DTP Diyarbakır il binası önünde toplanan 50 bini aşkın kişi, DTP'nin 'Demokrasiye barışa ve çözüme çağrı yürüyüşü' etkinliği için bir araya geldi. KCK'nin çatışmasızlık kararını desteklemek ve Kürt sorunun barışçıl çözümü talebiyle yapılan yürüyüşe, DTP Eşbaşkanları Emine Aynı ve Ahmet Türk, DTP'li milletvekilleri, Diyarbakır Büyükşehir Belediye Başkanı Osman Baydemir, DTP'li Belediye Başkanları, DTP Diyarbakır İl Başkanı Fırat Anlı, Demokratik Toplum Kongresi Sözcüsü Hatip Dicle, SDP Genel Başkanı Rıdvan Turan, kentteki imamlar, Demokratik Özgür Kadın Hareketi (DÖKH), YDGM ve Diyarbakır'daki sivil toplum örgütleri temsilcileri ve üyeleri katıldı. 7'den 70'e herkesin akın ettiği DTP Diyarbakır İl binası önünde, kalabalık anons araçlarından yankılanan Zap ve Oramar şarkıları eşliğinde halaya durdu. Kürt Halk Önderi Abdullah Öcalan, yaşamını yitiren Zeynep Kınacı (Zilan), Sema Yüce, Amara yürüyüşünde yaşamını yitiren Mahmut Karaoğlan'ın posterleri taşınırken, 'Önder Apo'nun özgürlüğü, kadının dirilişidir', 'Barış ve kardeşlik için el ele', 'Cinsel şiddet uygulayan polisler yargılansın', 'Partime ve irademe dokunma, bu operasyonların altında kalacaksınız', 'Ya onurlu bir barış, ya görkemli bir direniş', 'Özgür önder, özgür kimlik, özgür ülke' ile Öcalan'ın fotoğrafının bulunduğu pankartın üzerine 'Hayalini ve rüyanı gerçekleştireceğiz' yazılı pankartlar taşındı. Öcalan'ın dev posterinin açıldığı yürüyüşte, 'Öcalan', 'Katil Erdoğan', 'PKK halktır halk burada', 'Barışa bir ses çift taraflı ateşkes', 'Öcalan'a uzanan eller kırılsın', 'Biji HPG' sloganları atıldı. Gençler, üzerinde Öcalan ve Demokratik Konfederalizm bayraklarının bulunduğu sancaklarla askeri yürüyüş yaptı. Kadınların zılgıt çektiği yürüyüşte, seyyar satıcılar da yerlerini aldı. Yürüyüş için bini aşkın görevli konumlandırılırken, DTP eş başkanlarının kortejin ön saflarında yer aldığı yürüyüş İl binası önünden start aldı.
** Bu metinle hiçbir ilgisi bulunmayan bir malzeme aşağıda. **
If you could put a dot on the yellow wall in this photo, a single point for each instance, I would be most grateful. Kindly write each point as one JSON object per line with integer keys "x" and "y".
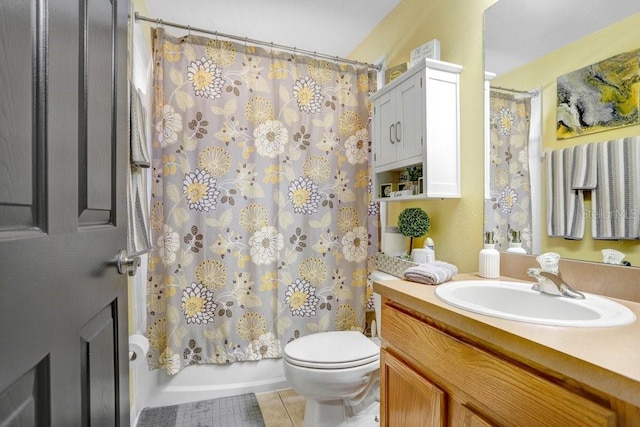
{"x": 622, "y": 37}
{"x": 456, "y": 225}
Kilometrelerce kortej oluştu

Yol boyunca kilometrelerce uzunlukta kortej oluşurken, 'Öcalan' sloganları ise dinmedi. Binlerce kişi yürüyüş sırasında korteje dahil olurken, balkonlarına ve pencerelerine çıkan kadın ve çocuklar ise korteji zılgıtlar ve alkışlar eşliğinde destekledi. AKP Bağlar İlçe binası önünde polis yoğun güvenlik önlemleri alırken, gençler ise Öcalan posterleri eşliğinde askeri yürüyüş düzenlerini yürüyüş boyunca sürdürdü. On binlerce kişi yürüyüş son bulduğu Koşuyolu Parkı önüne geldiği zaman gökyüzünde barış ve kardeşliği sembolü olarak ifade edilen gökkuşağının çıkması ise eyleme renk kattı. Davul zurnaların çalındığı yürüyüş sonunda başta DTP Eşbaşkanları Ahmet Türk ve Emine Ayna olmak üzere katılımcılar otobüsün üzerine çıkarak katılımcıları tek tek selamladı. Otobüsün üzerinde halka karanfiller atılırken, ilk konuşmayı DTP Diyarbakır İl Başkanı Fırat Anlı yaptı.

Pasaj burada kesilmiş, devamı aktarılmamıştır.